0

I'm trying to scrape some informations on the car from leboncoin.

I used jupyter notebook to overcome Datadome. Here's my first cell :

import pandas as pd
import numpy as np
import time
import random
from selenium import webdriver
from selenium.webdriver.support.select import Select
from selenium.webdriver.support.ui import WebDriverWait     
from selenium.webdriver.common.by import By     
from selenium.webdriver.support import expected_conditions as EC
from selenium.webdriver.common.keys import Keys


PATH = "chromedriver.exe"

options = webdriver.ChromeOptions() 

options.add_argument("--disable-gpu")
options.add_argument('enable-logging')
options.add_argument("start-maximized")
options.add_experimental_option("excludeSwitches", ["enable-automation"])
options.add_experimental_option('useAutomationExtension', False)

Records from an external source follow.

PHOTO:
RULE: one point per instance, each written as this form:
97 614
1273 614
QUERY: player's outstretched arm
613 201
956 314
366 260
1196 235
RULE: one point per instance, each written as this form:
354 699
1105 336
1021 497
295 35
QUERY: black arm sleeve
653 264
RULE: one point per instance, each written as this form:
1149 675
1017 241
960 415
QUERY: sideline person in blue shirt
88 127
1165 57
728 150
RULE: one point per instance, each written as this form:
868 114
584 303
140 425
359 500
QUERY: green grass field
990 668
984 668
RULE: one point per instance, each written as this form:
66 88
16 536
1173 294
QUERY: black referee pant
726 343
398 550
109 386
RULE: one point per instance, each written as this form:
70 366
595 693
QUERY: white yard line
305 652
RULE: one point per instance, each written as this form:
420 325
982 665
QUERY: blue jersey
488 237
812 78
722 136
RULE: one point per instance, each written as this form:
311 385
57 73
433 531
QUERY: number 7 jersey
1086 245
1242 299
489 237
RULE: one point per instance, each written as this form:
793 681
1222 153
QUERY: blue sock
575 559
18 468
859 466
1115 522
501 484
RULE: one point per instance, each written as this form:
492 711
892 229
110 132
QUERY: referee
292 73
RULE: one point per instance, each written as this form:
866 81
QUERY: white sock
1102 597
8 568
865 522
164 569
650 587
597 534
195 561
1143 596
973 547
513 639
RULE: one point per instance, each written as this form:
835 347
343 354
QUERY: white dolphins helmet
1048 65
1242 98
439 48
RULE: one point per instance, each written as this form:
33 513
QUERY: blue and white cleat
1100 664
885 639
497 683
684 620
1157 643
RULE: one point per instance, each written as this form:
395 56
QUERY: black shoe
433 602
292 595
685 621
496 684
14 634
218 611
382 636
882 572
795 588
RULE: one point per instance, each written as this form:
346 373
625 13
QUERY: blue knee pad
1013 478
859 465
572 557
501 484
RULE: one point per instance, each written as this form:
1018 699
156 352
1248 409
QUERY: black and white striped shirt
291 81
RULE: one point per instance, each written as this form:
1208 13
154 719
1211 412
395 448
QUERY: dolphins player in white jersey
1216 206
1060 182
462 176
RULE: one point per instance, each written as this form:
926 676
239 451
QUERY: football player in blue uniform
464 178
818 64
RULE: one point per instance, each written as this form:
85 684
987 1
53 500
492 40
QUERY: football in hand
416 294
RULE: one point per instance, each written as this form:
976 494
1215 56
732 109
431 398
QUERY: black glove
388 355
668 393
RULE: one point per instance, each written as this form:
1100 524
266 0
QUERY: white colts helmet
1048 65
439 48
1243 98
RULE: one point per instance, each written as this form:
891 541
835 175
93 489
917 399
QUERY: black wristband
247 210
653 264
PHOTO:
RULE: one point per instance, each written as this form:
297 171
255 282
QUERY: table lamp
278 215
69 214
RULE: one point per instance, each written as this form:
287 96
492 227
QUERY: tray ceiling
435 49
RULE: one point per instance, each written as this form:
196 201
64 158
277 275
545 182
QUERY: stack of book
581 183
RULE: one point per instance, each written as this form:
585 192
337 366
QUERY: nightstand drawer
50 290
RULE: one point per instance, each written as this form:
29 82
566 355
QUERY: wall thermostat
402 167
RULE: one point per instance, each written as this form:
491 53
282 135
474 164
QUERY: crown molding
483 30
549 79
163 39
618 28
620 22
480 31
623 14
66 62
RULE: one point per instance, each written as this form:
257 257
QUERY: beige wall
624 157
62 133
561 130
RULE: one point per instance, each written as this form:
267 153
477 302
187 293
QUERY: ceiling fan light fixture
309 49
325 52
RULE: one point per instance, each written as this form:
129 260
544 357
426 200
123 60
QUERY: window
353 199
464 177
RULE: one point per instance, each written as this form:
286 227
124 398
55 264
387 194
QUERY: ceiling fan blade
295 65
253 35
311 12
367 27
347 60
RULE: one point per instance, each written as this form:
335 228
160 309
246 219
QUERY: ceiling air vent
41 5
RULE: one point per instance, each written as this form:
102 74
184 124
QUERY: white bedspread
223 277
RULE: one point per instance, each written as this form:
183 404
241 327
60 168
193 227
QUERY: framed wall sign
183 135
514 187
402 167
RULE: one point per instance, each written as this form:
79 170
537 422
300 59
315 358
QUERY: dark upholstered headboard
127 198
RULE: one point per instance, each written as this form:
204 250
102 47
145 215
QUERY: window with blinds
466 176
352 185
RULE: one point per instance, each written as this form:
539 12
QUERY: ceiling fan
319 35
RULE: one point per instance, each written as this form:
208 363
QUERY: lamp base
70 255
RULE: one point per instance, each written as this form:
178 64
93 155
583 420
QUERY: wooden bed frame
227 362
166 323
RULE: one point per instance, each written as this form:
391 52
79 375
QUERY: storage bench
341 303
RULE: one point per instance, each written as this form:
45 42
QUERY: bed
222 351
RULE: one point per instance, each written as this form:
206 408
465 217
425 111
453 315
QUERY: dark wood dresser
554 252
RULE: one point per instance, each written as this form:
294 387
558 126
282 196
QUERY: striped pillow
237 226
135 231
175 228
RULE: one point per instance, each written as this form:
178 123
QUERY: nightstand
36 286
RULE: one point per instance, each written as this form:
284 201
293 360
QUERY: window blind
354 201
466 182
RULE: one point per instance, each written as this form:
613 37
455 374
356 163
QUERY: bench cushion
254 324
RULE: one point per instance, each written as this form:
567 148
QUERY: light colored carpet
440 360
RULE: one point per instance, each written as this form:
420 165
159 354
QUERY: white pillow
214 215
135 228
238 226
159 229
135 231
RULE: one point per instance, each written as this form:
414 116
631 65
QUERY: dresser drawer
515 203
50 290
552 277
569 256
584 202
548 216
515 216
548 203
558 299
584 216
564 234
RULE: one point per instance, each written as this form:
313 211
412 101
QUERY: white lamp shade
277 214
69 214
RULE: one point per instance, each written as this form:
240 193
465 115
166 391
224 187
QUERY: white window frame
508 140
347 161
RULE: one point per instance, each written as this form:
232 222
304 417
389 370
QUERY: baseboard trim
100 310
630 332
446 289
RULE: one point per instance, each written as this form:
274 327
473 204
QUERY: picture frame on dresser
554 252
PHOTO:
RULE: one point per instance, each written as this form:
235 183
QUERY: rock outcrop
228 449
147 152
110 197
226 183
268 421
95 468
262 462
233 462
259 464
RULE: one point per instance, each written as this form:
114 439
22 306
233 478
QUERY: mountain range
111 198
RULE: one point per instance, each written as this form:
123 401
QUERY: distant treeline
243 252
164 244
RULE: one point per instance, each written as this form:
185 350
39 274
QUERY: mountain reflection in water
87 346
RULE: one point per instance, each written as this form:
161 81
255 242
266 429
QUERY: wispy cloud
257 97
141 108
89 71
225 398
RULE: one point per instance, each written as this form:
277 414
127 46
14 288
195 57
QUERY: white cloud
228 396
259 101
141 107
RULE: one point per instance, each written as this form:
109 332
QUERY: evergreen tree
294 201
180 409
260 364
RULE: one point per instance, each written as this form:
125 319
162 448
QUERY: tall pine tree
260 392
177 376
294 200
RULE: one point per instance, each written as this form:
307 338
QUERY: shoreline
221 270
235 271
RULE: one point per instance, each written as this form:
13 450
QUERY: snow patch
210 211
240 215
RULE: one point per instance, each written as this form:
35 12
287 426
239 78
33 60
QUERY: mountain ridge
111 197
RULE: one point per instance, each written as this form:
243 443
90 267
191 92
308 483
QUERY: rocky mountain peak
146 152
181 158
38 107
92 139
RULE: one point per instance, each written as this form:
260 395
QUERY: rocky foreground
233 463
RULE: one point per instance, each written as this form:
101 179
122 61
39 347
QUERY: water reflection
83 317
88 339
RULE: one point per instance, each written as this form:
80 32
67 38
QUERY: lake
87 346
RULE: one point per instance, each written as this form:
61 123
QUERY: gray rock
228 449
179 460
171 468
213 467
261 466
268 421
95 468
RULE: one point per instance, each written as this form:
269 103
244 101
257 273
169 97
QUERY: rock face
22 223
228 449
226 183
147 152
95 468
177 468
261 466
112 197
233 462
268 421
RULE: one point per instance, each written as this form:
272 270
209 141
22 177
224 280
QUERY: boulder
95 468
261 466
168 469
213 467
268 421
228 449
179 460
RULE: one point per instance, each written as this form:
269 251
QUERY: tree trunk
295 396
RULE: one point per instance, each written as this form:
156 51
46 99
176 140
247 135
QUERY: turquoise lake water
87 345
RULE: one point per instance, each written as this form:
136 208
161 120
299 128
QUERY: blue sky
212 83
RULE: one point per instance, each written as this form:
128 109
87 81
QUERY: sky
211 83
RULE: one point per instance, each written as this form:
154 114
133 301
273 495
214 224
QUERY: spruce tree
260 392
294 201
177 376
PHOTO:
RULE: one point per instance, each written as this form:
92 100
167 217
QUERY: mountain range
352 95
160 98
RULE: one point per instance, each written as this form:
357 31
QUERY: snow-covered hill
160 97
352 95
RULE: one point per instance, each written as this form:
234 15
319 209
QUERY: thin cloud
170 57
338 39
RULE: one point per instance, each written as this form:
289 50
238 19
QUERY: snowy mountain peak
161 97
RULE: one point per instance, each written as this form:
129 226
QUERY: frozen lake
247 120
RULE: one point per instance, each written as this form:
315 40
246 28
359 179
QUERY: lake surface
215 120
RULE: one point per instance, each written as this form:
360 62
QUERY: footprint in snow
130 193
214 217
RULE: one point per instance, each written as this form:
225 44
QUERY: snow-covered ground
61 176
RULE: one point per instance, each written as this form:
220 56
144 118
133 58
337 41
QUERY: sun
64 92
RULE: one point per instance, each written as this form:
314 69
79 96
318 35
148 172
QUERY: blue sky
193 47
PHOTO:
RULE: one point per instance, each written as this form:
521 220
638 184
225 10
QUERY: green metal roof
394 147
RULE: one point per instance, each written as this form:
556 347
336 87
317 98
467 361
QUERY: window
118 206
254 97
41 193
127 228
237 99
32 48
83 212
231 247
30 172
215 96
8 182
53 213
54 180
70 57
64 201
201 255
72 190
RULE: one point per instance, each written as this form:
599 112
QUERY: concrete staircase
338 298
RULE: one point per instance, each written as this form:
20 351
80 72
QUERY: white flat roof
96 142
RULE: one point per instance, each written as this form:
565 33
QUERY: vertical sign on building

driver = webdriver.Chrome(options=options, executable_path=PATH)

driver.execute_script("Object.defineProperty(navigator, 'webdriver', {get: () => undefined})")
driver.execute_cdp_cmd('Network.setUserAgentOverride', {"userAgent": 'Mozilla/5.0 (Windows NT 10.0; Win64; x64) AppleWebKit/537.36 (KHTML, like Gecko) Chrome/83.0.4103.53 Safari/537.36'})

url = 'https://www.leboncoin.fr/voitures/offres'

driver.get(url)

Here I swich manually to bypass the robot test and I run that :

cookie = driver.find_element_by_xpath('//*[@id="didomi-notice-agree-button"]')
try:
    cookie.click()
except:
    pass

time.sleep(2)


car = driver.find_element_by_xpath('//input[@autocomplete="search-keyword-suggestions"]')
car.click()
car.send_keys('Peugeot')
car.send_keys(Keys.ENTER)
time.sleep(3)

and after that, I run this :

next = driver.find_element_by_xpath('//a[@title="Page suivante"]')

for x in range(2):
    time.sleep(3)
    
    links = driver.find_elements_by_class_name("styles_adCard__2YFTi")
    for l in links:
        data = l.text
        print(data)
        print()
        
    next = driver.find_element_by_xpath('//a[@title="Page suivante"]')
    next.click()
    time.sleep(3)

Unfortunately I cannot find how to create a proper datafram, and that's because the html strucutre is the same for all the object I wanted, so I cannot separate them distinctly.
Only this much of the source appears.